With the closure of the airport for commercial travel on March 21, 2020, the risk for SARS-CoV-2 infection in Uganda has shifted to other points of entries, at land borders. Porous borders in particular pose a major risk in Uganda, as they did with Ebola [33]. Focusing of strict border security and screening interventions, including testing of all persons crossing the border, is critical to the continued protection of Uganda. Identification of community-based approaches to ensure identification and testing of persons traveling through informal crossings will also be critical. For a coordinated strategy across East African regional member states to the COVID-19 pandemic, such as uniform application of testing strategies, could also facilitate improved control in the region.

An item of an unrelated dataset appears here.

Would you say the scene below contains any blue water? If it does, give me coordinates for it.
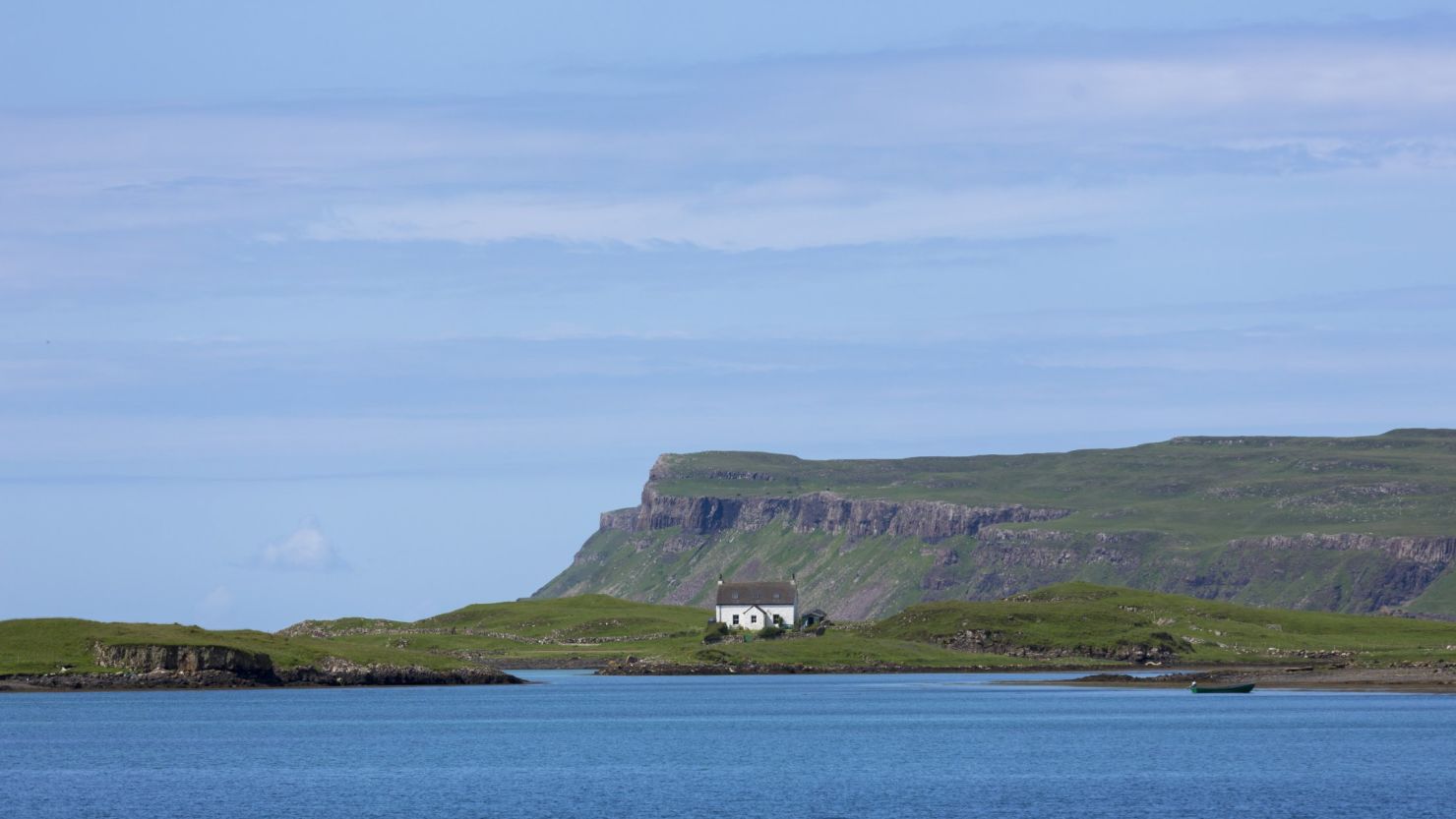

Despite Uganda’s efforts to prevent and control this pandemic, the high prevalence of asymptomatic infections will present a major challenge to continuing to keep the disease at bay. Traditional public health disease control and prevention strategies rely heavily on early disease detection, usually through identification of symptomatic persons, to contain spread. The fact that only one patient in this series had all the ‘typical’ features [7] of COVID-19 disease suggests that the Ministry of Health will need to rely on a high index of suspicion for the disease among the high-risk populations, regardless of their symptomatology. Consideration should be placed on routine testing of high-risk groups, even when asymptomatic, as well as mass community testing in priority settings if community transmission is suspected. Including asymptomatic individuals, especially for enclosed populations (schools, prisons, refugee settlements), into the screening algorithm for SARS-CoV-2 infection will require scaling-up and subsequent decentralization of testing in the country. Furthermore, these data support expanded symptom screening to improve early detection of cases in Uganda, given that a significant proportion of the symptomatic case-persons had atypical presentations. Delayed diagnosis, often as a result of few or no symptoms, are contributing factors to sustained community transmission of influenza-like illnesses [34, 35]. While few transmissions occurred in our small case series, none were identified from asymptomatic persons. Continued intensive contact tracing, as shown in other places [36, 37], will be needed to continue to control the epidemic in Uganda.

Our findings are subject to some limitations. We analyzed data from only 54 case-persons in a setting of low community transmission. This may not give comprehensive understanding of the disease or the trajectory of the epidemic in Uganda. In addition, little community testing was occurring at the time outside of contact tracing testing, meaning that we may have under-ascertained cases.

Conclusion

The first 54 case-persons in Uganda with SARS-CoV-2 infection were primarily imported and had asymptomatic or mild disease. Transmission was low, even from symptomatic persons; asymptomatic persons did not transmit infection. Targeted testing interventions and other interventions implemented in Uganda enabled detection of these infected persons and likely enabled early disease control in Uganda in the setting of the initial phase of COVID-19 pandemic.

Recommendations

The Ministry of Health should consider intensifying routine and systematic screening of travelers and at-risk persons and emphasize thorough contact tracing. Increasing targeted testing among persons with a wider range of symptoms than is typically considered for COVID-19 should also be undertaken. Uganda must strengthen control measures at the points of entry to include routine and mandatory screening for SARS-CoV-2 for all travelers regardless of their symptomatology or origin, to minimize the risk of importation of the disease with subsequent community transmission.